There was so much pressure and suspense leading up to the game. The Firebirds had beaten us comfortably during the season. But we came out with a plan in the grand final and it was working.

 

We led for the majority of the game but let it slip right at the end. It was right there at our fingertips. Being up in Queensland, the local fans were incredibly loud and it was a really intense experience.

 

Straight after the game, I was told to go and check my email. I just thought, ‘Why would I want to check my email? I’ve just lost a grand final by one goal’. Before I could check, I got pulled aside by ASADA reps saying I had to do a drug test. It was about the last thing I wanted to do at that moment!

 

There were four of us, two from each team, who had to do a test. Sitting in that room was uncomfortable. You could hear everyone in the Firebirds’ dressing room cheering and screaming. It seemed like we were waiting forever. I just wanted to wee in a cup and get out of the stadium.

 

The answer I’ve come to is that the Swifts is where my complete focus needs to be right now. I want to win a title in the Red Dress.

 

Once that ordeal was over, I checked my email and it was a message saying, ‘You’ve been elevated to the Australian squad. You’ll get a call tomorrow saying whether you’ve been picked in the squad for the World Cup’.

 

I was completely devastated by the result of the grand final, only to then be told I’d been picked in the Diamonds squad. I just thought, ‘How do I take this?’

 

A bit later, we had dinner together with staff and everyone else at the place where we were staying and then most of us players went to a pub nearby and tried to have as good a time as possible.

 

We wanted to celebrate what had been a great effort throughout the season and an amazing final game – but then a few Firebirds players turned up with their medals around their necks, which was another reminder of how close we’d come to winning.  

 

The next day I was still in bed in the hotel room when Diamonds coach Lisa Alexander called. She asked how I was feeling and I said, ‘Yesterday was pretty hard!’ She said, ‘Well, I just want to let you know you are going to the World Cup in Sydney’.

 

It was the weirdest 12 hours! I’d been so down after a terrible loss and then received this incredible news that I’d been picked for the World Cup.

 

 

My teammate Taylah Davies was in the room with me, but I wasn’t supposed to tell anyone that I’d been selected. There’s a 24-hour window in which they ring the players, ratify the team and then release it publicly. But I couldn’t help telling Taylah. Then I rang Mum and Dad and they were in tears, just super-proud.

 

Heading to the airport to leave Brisbane was really awkward because some of our teammates wanted to know if I’d been included in the 12 for the World Cup.

 

It was this kind of big secret I was supposed to keep. I was trying just to keep a straight face and not give anything away.
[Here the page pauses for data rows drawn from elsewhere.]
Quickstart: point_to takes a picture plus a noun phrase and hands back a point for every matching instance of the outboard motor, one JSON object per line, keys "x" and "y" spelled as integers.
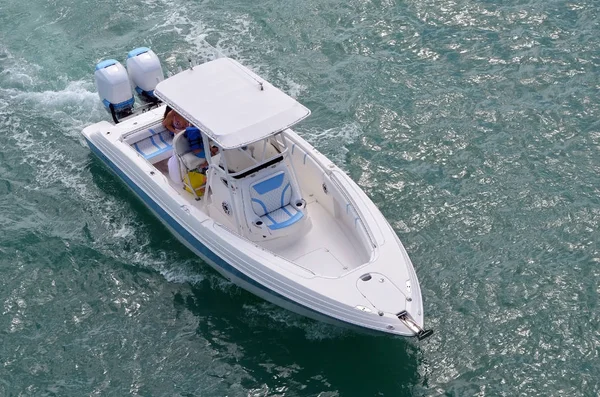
{"x": 114, "y": 88}
{"x": 145, "y": 72}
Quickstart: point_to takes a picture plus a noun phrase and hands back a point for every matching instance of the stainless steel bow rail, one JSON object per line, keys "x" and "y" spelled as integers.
{"x": 407, "y": 320}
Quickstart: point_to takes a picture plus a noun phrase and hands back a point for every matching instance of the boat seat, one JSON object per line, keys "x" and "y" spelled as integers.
{"x": 271, "y": 198}
{"x": 156, "y": 147}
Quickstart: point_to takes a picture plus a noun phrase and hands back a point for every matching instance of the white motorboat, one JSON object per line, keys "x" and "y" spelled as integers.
{"x": 270, "y": 212}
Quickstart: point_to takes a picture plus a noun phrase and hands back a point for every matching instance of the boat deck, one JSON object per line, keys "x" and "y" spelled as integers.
{"x": 326, "y": 250}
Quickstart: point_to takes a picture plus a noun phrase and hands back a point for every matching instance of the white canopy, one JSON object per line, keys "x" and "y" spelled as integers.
{"x": 230, "y": 103}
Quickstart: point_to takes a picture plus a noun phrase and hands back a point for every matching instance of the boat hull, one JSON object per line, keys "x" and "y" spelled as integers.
{"x": 224, "y": 268}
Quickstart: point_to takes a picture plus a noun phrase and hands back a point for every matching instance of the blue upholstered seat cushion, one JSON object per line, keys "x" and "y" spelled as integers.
{"x": 271, "y": 201}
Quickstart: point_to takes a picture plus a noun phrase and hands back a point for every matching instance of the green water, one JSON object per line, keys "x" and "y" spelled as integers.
{"x": 473, "y": 125}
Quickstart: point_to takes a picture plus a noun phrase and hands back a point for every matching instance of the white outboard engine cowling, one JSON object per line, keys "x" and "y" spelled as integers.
{"x": 114, "y": 88}
{"x": 145, "y": 72}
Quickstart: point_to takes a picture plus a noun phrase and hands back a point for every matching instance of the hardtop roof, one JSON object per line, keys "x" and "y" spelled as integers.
{"x": 230, "y": 103}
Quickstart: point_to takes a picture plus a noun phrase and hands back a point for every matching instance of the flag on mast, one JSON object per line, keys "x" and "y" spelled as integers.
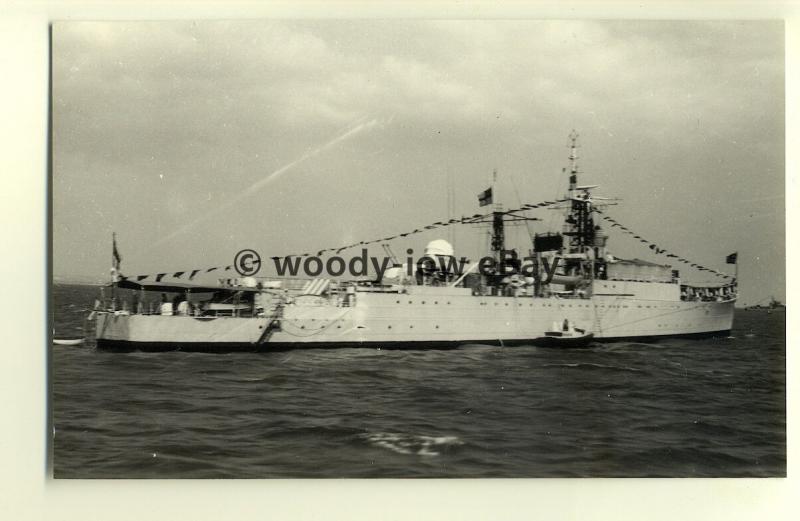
{"x": 485, "y": 197}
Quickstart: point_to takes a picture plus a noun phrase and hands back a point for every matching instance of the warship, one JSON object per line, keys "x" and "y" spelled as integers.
{"x": 569, "y": 289}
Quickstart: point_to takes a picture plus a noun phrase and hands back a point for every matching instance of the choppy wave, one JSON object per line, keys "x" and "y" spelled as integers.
{"x": 412, "y": 444}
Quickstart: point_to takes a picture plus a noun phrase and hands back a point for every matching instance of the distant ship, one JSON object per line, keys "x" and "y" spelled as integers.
{"x": 573, "y": 281}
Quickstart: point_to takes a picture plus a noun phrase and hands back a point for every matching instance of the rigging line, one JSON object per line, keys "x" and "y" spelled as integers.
{"x": 519, "y": 202}
{"x": 463, "y": 220}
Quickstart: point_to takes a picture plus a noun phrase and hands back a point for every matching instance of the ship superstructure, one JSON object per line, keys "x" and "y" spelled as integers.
{"x": 567, "y": 280}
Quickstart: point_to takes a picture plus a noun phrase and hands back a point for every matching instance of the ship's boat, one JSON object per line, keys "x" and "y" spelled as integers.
{"x": 567, "y": 275}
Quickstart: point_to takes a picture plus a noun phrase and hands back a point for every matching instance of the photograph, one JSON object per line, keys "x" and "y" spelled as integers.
{"x": 417, "y": 248}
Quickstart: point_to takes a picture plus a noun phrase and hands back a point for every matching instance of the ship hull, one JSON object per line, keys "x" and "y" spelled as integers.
{"x": 432, "y": 319}
{"x": 243, "y": 347}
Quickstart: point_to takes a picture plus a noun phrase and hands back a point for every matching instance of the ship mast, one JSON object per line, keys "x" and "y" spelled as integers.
{"x": 498, "y": 229}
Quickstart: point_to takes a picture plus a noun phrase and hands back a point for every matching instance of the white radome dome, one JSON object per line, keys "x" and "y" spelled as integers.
{"x": 439, "y": 247}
But a couple of teammates finally asked and I had to quietly say, ‘Yeah, I got in’. The excitement was overpowering.

 

It was a hectic time, a real rollercoaster of emotions. But I think the biggest lesson I took out of that whole experience was the importance of staying in the moment. In netball, things change so quickly. You can be on a real high and then things can go the other way, or vice versa.

 

It taught me to stay on process, stay focused on what’s happening at that exact moment and not worry about anything else. The rest takes care of itself.